Kto pyta, może zbłądzić

Według Lokalnego Informatyka nie ma nic gorszego niż rozbuchany i niedouczony użytkownik buszujący w Internecie. Pół biedy, gdy robi to prywatnie, a cała bieda, gdy w godzinach pracy i na dodatek jest przełożonym.

Według Lokalnego Informatyka nie ma nic gorszego niż rozbuchany i niedouczony użytkownik buszujący w Internecie. Pół biedy, gdy robi to prywatnie, a cała bieda, gdy w godzinach pracy i na dodatek jest przełożonym.

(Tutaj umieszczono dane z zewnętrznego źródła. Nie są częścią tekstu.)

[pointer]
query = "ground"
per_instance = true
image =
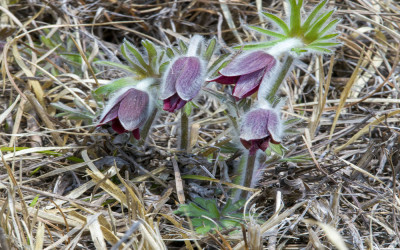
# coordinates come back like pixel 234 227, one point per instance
pixel 66 183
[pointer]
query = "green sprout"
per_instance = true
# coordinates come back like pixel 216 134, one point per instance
pixel 206 215
pixel 314 32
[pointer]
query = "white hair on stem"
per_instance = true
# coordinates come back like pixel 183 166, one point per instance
pixel 284 47
pixel 194 45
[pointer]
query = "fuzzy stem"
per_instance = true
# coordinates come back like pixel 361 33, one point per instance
pixel 248 173
pixel 184 131
pixel 281 77
pixel 194 45
pixel 147 126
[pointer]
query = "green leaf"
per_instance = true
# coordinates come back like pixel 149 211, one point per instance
pixel 210 49
pixel 328 27
pixel 295 18
pixel 327 37
pixel 136 54
pixel 277 148
pixel 116 85
pixel 319 49
pixel 312 33
pixel 118 65
pixel 213 209
pixel 170 53
pixel 312 15
pixel 229 223
pixel 163 67
pixel 191 210
pixel 278 21
pixel 232 207
pixel 322 44
pixel 259 45
pixel 267 32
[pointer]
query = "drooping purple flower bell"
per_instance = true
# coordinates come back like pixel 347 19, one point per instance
pixel 182 82
pixel 247 72
pixel 127 111
pixel 259 128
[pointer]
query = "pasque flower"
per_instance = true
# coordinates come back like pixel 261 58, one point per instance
pixel 127 111
pixel 259 128
pixel 247 72
pixel 182 82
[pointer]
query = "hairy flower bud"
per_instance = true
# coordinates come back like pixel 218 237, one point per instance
pixel 127 111
pixel 260 127
pixel 247 72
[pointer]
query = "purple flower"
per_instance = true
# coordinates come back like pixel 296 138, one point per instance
pixel 182 83
pixel 259 128
pixel 247 72
pixel 127 111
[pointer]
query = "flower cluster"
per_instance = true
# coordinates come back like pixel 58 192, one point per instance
pixel 180 77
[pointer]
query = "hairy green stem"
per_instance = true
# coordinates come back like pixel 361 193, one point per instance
pixel 184 131
pixel 147 126
pixel 281 77
pixel 248 173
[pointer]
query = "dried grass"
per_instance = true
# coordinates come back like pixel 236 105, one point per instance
pixel 343 194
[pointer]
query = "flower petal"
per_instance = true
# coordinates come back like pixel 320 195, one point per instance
pixel 190 79
pixel 225 79
pixel 133 109
pixel 248 84
pixel 249 63
pixel 110 115
pixel 117 126
pixel 136 134
pixel 110 111
pixel 259 123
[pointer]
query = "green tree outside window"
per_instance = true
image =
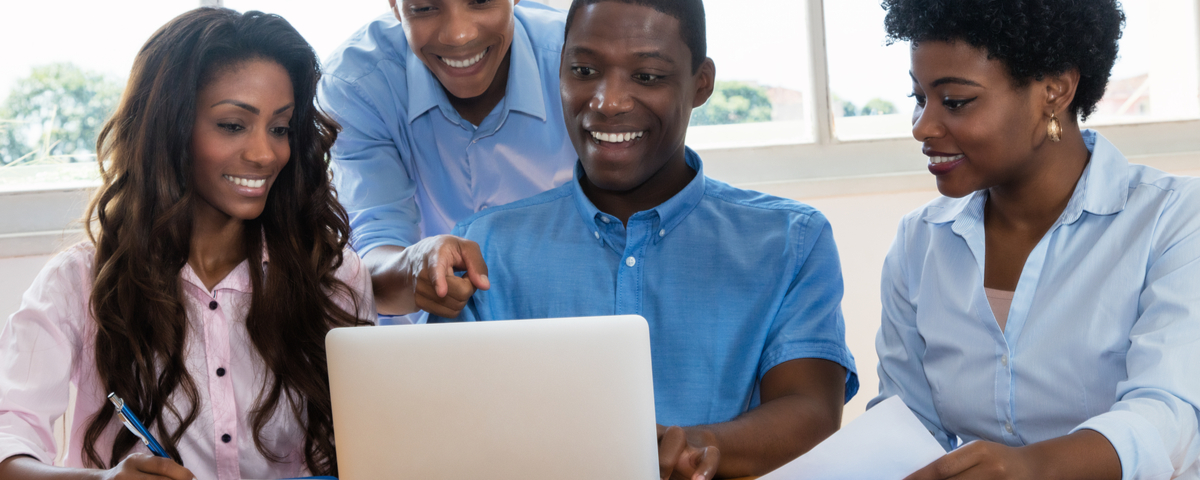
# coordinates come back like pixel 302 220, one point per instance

Szef pasjami uwielbia przeglądać Internet, a zwłaszcza kobitki w nim. Jest zapisany na wiele serwisów wymagających rejestracji, a więc logowania z użyciem tajnego hasła. Nie wiadomo dlaczego, ale do każdego portalu Szef używa innego hasła. Chyba dla utrudnienia sobie życia. I stało się kiedyś, że zapomniał takiego hasła. Próbuje i próbuje, a tu cały czas brak dostępu do serwisu. Jak to zwykle bywa w porządnych portalach, mamy ratunek na takie okazje. Na przykład w postaci pytania ratunkowego, które kiedyś osobiście wpisaliśmy wraz z odpowiedzią na nie. Tak więc Szef skorzystał z ratunku. Pytanie, które pojawiło mu się brzmiało: "02xbwzy?". Konia z rzędem temu, kto znałby odpowiedź na nie, nie wyłączając samego jej autora. Prawdopodobnie więc odpowiedź była podobnej natury, czyli przypadkowy chaos wydobyty z klawiszy na chybcika podczas nerwowej rejestracji do serwisu. Jak widać, nie na darmo należy pieczołowicie wypełniać formularze rejestracyjne, chociaż na pierwszy rzut oka może sprawiać to wrażenie biurokratyzmu szerzącego się w sieci.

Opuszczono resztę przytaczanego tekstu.